Così non ci dicono se, dei due articoli proposti, quello che avanzava perplessità sulle cause dell’incendio di Notre-Dame era scritto in modo più stringente e persuasivo, se procedeva a un esame più spregiudicato dei fatti, se portava interessanti spunti di riflessione. Questo non ha importanza. Rispondere ‘b’ è segno di disturbo paranoide, non si discute. Gli psicologi inglesi suppongono di conoscere con assoluta certezza le cause di quell’incendio. Non perché ne abbiano effettiva contezza, ma perché è per loro palese che una persona ‘sana di mente’ deve fidarsi di quanto l’Autorità le dice.
Potremmo allora chiederci se non siano loro a soffrire di una credulità morbosa nei confronti dell’informazione ufficiale, a difettare di senso critico, a manifestare un atteggiamento intellettualmente remissivo nei confronti di perizie, di figure istituzionali ecc.. Per provarlo basterebbe svolgere una ricerca basata su postulati diversi, in cui diamo per implicito che l’attitudine ad accettare gli argomenti di una qualsiasi ‘Autorità’ sia segno di fragilità psichica. Potremmo poi dimostrare, con idonei questionari, una correlazione tra tale tendenza intellettuale e il dormire eccessivo, o il fumo di sigaretta, il consumo di zuccheri, le frustrazioni sessuali. Avremo così la dimostrazione scientifica che il credere a ‘versioni ufficiali’ è una dipendenza patologica, una sorta di sedativo con cui ridurre l’angoscia o la nostalgia del seno materno.
Ma questo sarebbe in contraddizione con un’opinione ‘politicamente corretta’, che vuole assimilare il ‘complottismo’, e non il conformismo, a un disturbo mentale. Perciò è stato necessario impostare la ricerca secondo criteri tendenziosi, ottenendo come risultato un trompe l’oeil pseudo-scientifico e francamente ridicolo.
Ovviamente gli psicologi in questione sono liberi, per ragioni personali, di presumere o sospettare che dietro le teorie della cospirazione vi siano depressione e disturbi del sonno.
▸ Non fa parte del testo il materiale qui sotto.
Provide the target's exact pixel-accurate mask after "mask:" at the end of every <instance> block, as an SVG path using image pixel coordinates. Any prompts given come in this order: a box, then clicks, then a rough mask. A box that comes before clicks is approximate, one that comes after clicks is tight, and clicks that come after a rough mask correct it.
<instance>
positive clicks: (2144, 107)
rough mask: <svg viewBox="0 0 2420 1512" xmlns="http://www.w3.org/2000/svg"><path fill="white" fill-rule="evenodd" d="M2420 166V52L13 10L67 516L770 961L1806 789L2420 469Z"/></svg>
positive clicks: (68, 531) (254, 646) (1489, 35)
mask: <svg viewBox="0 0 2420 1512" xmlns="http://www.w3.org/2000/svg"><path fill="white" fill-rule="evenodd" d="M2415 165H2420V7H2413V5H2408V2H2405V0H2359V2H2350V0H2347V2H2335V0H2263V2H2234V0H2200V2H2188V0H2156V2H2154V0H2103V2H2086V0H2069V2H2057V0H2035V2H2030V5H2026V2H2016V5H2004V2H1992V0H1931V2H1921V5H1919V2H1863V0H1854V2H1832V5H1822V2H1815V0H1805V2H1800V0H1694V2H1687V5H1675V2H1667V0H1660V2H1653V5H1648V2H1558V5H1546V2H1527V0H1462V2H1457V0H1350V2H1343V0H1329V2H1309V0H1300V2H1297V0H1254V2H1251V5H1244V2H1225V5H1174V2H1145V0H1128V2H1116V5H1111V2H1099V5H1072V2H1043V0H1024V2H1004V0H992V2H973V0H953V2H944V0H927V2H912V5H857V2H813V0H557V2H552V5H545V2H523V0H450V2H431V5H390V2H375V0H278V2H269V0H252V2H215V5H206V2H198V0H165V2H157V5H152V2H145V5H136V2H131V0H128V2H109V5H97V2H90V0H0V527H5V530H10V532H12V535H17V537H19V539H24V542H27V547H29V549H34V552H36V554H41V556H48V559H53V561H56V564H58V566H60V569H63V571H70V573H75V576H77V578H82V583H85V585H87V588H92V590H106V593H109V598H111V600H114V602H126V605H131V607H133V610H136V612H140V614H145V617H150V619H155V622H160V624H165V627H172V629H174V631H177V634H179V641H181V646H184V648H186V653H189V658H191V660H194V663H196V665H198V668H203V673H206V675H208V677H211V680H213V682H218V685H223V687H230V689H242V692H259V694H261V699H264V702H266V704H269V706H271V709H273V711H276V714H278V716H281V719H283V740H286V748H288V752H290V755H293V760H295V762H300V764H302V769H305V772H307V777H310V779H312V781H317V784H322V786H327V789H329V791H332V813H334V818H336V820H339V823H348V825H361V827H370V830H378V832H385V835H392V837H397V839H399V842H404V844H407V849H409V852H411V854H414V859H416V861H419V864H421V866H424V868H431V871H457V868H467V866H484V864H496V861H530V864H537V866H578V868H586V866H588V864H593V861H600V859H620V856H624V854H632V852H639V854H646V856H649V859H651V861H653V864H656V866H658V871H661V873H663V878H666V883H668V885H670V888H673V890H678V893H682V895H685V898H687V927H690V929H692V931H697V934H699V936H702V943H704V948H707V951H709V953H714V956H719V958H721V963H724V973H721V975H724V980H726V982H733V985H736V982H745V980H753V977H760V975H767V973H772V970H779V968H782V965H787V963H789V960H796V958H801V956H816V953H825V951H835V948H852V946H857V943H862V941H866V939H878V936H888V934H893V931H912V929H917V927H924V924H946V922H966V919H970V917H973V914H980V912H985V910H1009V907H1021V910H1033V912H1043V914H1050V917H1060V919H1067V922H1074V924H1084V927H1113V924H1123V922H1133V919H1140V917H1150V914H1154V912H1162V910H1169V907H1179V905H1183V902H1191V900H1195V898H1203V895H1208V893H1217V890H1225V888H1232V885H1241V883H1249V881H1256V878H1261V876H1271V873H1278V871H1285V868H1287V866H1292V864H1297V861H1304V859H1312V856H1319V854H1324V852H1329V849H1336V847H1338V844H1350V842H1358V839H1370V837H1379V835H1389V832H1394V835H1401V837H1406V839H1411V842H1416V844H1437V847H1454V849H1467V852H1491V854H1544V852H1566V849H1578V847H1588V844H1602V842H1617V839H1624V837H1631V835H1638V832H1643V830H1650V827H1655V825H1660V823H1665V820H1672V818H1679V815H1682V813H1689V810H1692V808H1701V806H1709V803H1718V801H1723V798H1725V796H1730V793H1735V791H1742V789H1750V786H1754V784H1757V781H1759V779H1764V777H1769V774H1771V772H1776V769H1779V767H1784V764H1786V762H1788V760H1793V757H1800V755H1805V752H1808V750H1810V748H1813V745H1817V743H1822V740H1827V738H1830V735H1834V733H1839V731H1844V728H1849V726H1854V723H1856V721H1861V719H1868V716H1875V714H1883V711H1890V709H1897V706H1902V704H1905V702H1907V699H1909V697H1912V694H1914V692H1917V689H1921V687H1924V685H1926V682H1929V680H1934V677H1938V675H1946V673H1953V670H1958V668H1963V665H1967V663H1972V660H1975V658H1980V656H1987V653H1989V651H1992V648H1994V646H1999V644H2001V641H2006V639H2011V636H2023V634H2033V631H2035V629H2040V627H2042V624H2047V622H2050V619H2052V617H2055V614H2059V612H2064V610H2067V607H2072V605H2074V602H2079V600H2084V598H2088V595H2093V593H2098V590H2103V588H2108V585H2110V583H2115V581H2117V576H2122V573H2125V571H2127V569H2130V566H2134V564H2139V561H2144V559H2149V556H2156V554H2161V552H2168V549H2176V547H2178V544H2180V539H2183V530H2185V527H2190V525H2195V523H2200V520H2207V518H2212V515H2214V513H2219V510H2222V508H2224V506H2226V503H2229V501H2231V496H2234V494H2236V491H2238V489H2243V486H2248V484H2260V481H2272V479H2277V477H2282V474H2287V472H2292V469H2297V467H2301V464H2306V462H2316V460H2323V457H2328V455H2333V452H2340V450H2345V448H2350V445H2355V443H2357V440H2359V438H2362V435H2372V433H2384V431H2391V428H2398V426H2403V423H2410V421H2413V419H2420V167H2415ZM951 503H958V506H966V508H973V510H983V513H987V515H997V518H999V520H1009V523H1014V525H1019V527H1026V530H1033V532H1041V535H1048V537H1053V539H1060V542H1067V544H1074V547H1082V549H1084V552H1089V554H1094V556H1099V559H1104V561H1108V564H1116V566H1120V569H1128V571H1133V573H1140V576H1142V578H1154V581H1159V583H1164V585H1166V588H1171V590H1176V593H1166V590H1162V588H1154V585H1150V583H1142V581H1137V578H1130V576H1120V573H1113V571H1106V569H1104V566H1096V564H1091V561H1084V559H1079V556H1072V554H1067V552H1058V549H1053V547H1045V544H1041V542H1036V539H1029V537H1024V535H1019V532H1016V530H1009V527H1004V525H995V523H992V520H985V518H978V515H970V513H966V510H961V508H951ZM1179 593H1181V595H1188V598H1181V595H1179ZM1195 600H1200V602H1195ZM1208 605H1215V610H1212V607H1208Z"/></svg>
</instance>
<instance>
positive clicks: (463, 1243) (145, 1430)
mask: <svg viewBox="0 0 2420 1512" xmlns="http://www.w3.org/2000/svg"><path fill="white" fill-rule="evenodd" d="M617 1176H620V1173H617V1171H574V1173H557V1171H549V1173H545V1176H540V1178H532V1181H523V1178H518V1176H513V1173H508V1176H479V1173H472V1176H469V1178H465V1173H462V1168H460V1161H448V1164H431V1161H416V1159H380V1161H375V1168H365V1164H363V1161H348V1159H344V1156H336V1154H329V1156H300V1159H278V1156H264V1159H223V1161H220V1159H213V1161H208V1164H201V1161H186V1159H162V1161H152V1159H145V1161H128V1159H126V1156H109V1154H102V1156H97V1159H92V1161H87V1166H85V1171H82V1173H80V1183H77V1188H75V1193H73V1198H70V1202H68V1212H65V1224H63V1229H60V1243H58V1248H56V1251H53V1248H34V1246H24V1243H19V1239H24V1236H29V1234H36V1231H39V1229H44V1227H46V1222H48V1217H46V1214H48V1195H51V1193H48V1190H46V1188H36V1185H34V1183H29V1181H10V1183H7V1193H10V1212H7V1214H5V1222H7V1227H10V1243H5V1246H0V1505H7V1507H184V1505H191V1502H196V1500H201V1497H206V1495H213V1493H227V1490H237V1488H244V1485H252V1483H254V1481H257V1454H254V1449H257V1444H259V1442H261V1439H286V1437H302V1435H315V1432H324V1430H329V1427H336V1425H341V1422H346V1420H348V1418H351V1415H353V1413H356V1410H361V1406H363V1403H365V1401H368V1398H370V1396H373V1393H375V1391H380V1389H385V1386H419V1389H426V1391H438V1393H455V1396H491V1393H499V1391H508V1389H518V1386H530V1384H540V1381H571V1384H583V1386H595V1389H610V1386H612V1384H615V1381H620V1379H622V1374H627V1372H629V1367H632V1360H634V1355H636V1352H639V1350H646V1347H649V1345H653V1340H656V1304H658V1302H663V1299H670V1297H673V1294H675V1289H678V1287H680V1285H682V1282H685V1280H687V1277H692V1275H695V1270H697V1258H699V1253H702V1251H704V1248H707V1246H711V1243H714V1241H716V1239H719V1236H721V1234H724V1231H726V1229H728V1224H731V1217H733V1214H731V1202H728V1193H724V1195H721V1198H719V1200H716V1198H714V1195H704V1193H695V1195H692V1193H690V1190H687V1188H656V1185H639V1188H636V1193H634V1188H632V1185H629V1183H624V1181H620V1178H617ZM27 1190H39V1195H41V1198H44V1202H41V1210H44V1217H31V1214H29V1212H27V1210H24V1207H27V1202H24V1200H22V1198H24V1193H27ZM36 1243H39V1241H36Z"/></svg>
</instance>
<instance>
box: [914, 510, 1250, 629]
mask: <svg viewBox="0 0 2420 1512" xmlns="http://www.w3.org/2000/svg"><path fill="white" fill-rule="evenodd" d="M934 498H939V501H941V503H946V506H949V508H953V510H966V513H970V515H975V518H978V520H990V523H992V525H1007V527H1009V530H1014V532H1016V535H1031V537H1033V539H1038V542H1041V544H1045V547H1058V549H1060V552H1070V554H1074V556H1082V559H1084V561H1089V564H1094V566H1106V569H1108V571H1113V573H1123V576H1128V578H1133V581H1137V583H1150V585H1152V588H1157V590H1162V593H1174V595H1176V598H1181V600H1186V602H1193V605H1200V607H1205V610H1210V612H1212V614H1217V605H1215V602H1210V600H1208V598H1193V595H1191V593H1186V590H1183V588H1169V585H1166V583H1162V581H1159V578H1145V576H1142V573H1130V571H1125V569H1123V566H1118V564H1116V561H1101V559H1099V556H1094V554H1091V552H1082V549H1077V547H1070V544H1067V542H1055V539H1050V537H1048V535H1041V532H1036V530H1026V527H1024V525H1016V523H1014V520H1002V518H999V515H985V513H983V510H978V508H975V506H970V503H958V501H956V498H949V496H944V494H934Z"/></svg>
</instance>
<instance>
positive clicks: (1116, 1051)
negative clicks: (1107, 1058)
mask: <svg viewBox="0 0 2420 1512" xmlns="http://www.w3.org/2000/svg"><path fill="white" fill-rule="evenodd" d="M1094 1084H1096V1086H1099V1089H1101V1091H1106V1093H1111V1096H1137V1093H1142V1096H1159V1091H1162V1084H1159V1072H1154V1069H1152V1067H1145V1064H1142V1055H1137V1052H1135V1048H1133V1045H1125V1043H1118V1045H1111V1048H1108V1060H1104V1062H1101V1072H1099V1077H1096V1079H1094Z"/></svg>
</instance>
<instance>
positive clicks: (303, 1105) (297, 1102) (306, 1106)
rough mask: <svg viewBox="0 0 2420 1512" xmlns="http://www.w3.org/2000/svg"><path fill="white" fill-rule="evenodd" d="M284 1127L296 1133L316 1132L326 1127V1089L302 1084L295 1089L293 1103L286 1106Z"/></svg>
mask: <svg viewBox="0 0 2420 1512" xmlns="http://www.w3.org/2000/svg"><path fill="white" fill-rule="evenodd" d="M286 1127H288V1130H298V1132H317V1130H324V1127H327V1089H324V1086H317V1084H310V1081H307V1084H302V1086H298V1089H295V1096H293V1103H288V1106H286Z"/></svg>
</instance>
Ma questo rivela in loro la stessa disposizione morbosa che vorrebbero denunciare, li rende dei ‘complottisti’ pronti a manipolare la realtà per difendere idee preconcette. E anche questo fa ridere.
Per altri aspetti la vicenda è però molto più seria di quanto sembri. Collegando il ‘complottismo’ a un problema psichiatrico gli ‘scienziati’ di Notthingam assecondano di fatto un modello sociale totalitaristico e repressivo, giustificando in via teorica il fatto che i dissidenti possano in un prevedibile futuro venir sottoposti a trattamenti sanitari obbligatori senza che ciò appaia un infame sopruso. Questa cupa prospettiva non toglie che, dal punto di vista logico e scientifico, la ricerca in questione sia risibile. Vien da credere che il vero problema non sia l’insonnia di qualcuno ma il fatto che purtroppo sono ancora molti, anche tra gli psicologi, quelli che dormono troppo.